Smokers are more predisposed to Conona virus infection (COVID 19) and its complications

As of the 21st of March, 177 countries have witnessed more than 234,073 incident cases with 9,840 deaths. This ongoing “pandemic” has affected people across races and cultures in high-, middle- and low- income countries.

A study published in the Chinese Medical Journal, undertaking research among patients affected by the Corona virus has found that those with a history of smoking were 14 times more likely to develop pneumonia than non-smokers.

Early evidence shows us that the ACE2 gene expression, which the novel corona virus uses to infect cells, is significantly higher in smokers than non-smokers, suggesting a higher susceptibility among smokers.
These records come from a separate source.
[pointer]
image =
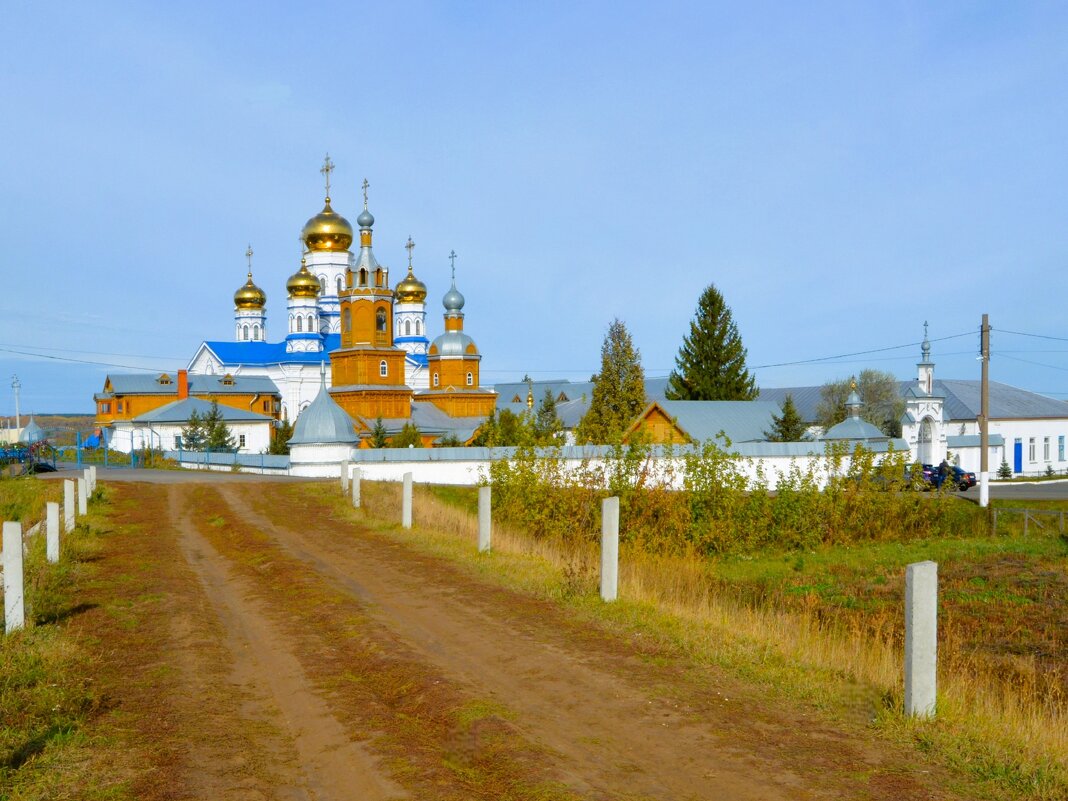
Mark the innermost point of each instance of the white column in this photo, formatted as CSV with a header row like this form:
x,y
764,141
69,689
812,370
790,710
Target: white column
x,y
484,518
610,548
68,514
14,608
406,502
921,638
52,531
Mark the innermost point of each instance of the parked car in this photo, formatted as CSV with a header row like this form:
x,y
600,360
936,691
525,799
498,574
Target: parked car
x,y
960,478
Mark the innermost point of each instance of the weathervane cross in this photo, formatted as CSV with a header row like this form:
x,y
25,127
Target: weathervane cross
x,y
326,170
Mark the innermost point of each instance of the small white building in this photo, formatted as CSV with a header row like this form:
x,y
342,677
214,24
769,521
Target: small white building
x,y
161,428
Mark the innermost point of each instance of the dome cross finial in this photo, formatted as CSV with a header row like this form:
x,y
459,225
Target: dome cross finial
x,y
328,167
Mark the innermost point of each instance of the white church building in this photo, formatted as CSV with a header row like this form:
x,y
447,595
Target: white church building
x,y
313,316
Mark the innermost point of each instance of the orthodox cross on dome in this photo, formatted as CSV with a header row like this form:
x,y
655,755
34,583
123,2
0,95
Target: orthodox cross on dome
x,y
327,168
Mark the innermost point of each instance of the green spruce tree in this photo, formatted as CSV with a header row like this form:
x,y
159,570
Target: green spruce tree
x,y
618,394
192,435
217,436
787,426
378,436
711,363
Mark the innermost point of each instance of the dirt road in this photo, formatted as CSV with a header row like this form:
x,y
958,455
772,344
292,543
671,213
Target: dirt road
x,y
309,657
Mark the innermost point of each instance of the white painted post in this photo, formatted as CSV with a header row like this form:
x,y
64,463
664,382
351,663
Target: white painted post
x,y
921,638
52,531
484,518
610,548
67,505
14,608
406,502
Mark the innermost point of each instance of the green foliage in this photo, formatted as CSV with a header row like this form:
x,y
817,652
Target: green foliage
x,y
280,442
881,403
408,437
787,426
192,435
618,394
217,436
504,427
378,436
547,425
711,363
722,507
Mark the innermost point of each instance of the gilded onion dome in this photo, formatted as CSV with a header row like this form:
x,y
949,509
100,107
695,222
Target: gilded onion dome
x,y
327,231
250,296
302,283
410,289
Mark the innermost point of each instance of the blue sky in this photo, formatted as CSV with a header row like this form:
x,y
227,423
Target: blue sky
x,y
841,171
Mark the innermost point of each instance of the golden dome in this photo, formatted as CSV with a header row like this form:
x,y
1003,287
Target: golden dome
x,y
250,296
410,289
327,231
302,283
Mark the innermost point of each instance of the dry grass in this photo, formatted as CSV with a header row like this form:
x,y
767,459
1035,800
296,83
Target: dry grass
x,y
1014,741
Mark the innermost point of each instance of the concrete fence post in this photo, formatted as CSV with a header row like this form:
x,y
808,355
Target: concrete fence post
x,y
52,531
485,518
68,513
610,548
14,607
921,638
406,502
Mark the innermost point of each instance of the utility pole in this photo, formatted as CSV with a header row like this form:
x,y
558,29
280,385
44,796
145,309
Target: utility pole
x,y
985,414
15,385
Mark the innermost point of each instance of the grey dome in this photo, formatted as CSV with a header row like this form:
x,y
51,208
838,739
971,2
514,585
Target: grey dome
x,y
453,343
453,300
324,423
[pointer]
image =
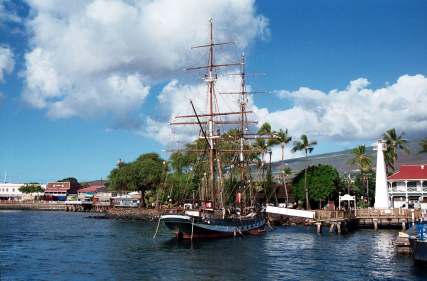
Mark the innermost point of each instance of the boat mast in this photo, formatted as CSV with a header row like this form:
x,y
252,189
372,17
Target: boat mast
x,y
210,79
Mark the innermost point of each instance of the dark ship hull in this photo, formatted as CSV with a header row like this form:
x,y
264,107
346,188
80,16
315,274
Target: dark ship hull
x,y
192,227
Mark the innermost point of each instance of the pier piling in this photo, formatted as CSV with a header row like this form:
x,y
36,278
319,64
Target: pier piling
x,y
319,227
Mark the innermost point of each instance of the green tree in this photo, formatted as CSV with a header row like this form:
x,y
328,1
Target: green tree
x,y
360,159
423,144
145,173
31,188
282,138
363,162
74,183
394,143
323,181
286,172
307,146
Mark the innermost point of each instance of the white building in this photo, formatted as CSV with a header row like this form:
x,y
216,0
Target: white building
x,y
408,186
10,191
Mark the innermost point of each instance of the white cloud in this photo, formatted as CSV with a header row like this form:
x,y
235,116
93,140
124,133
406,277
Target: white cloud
x,y
355,113
104,55
174,100
8,15
6,62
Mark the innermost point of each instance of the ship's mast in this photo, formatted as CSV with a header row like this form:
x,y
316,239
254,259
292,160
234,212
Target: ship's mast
x,y
210,122
210,79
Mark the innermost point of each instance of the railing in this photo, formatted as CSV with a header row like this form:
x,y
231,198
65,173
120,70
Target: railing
x,y
333,215
411,189
382,213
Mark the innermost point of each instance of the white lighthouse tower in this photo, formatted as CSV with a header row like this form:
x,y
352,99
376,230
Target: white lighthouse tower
x,y
381,190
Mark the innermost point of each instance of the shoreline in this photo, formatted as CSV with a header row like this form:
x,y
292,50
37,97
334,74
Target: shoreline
x,y
131,214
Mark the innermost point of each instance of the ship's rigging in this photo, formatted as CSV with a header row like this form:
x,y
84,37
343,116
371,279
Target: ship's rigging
x,y
211,122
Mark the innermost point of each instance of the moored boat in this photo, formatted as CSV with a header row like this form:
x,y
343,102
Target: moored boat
x,y
419,243
196,227
218,217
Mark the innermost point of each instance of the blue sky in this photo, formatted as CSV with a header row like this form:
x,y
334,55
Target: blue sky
x,y
306,46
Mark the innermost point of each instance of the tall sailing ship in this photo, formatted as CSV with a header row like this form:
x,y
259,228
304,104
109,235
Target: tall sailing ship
x,y
213,219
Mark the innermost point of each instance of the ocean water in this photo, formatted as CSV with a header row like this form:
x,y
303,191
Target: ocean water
x,y
71,246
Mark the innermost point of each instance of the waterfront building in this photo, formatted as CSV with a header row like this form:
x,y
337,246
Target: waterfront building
x,y
90,191
58,191
408,186
10,192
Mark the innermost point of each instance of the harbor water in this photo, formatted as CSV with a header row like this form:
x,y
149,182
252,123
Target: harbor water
x,y
72,246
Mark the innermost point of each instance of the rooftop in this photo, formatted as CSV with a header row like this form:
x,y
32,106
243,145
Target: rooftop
x,y
410,172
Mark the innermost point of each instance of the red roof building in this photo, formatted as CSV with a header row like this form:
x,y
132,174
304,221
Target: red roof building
x,y
410,172
92,189
58,191
408,185
58,187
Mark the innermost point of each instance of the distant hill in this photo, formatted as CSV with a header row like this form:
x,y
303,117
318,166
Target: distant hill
x,y
341,159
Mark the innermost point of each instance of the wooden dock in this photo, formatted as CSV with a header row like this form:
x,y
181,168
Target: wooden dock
x,y
340,220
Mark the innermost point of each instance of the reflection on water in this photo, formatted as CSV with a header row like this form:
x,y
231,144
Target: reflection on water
x,y
68,246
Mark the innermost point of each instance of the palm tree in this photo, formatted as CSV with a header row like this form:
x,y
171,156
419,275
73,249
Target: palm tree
x,y
261,143
361,159
282,138
286,172
423,144
394,143
307,146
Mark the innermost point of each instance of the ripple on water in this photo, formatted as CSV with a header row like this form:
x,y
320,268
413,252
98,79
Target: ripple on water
x,y
65,246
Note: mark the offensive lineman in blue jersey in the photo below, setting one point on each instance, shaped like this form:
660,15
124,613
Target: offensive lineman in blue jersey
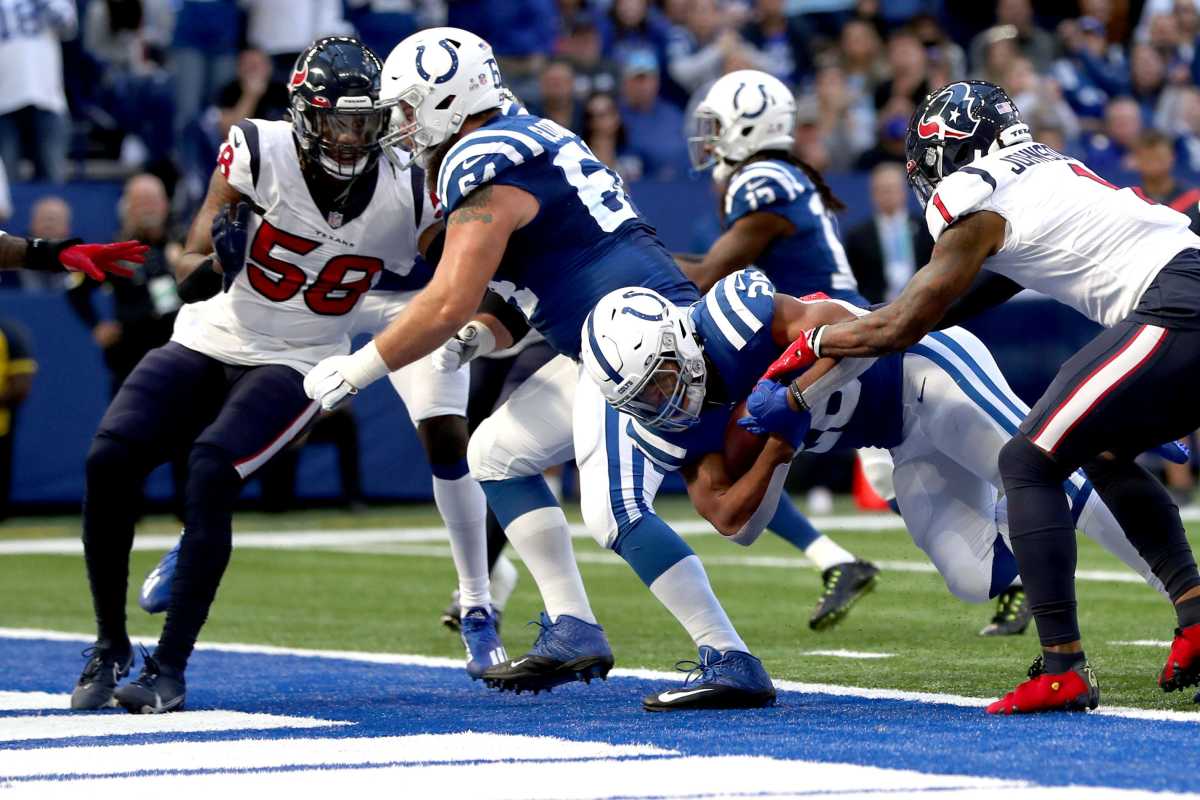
777,216
942,408
531,191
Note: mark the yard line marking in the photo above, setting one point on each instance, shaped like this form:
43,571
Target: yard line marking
648,674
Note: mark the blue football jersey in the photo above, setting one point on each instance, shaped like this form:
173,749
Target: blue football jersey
813,258
587,238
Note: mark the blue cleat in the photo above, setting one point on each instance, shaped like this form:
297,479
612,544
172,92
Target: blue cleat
155,594
483,641
567,649
729,680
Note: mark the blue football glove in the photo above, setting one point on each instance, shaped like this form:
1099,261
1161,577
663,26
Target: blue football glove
231,233
769,413
1176,452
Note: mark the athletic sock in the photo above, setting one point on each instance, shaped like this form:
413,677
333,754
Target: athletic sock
537,529
463,509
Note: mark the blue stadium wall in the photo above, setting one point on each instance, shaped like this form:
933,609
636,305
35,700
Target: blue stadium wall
71,389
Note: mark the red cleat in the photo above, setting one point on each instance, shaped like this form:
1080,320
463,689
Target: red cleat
1068,691
1183,663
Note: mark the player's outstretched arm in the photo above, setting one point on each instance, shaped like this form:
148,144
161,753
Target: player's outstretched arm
958,257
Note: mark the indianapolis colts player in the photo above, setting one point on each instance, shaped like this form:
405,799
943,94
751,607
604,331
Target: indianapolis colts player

A correspondence in Lancet shows a gender predilection toward males and trend towards smokers among the people with severe COVID-19.

Smoking is an established risk factor for many respiratory infections such as influenza.

Smoking causes a large amount of inflammatory changes leading to more mucous formation that makes it difficult to clear the lungs. This, along with the immune compromised state, leads to a greater risk of viral and bacterial infections.

Vaping specifically, has been shown to suppress the activity of immune and inflammatory response genes in nasal cells that are responsible of fighting against these bugs.

The Center for Disease Control has issued a statement that young adults under age 44 years make up a large part of the COIVD-19 hospitalizations in the US and many scientists have begun questioning whether the vaping epidemic might have contribute to this.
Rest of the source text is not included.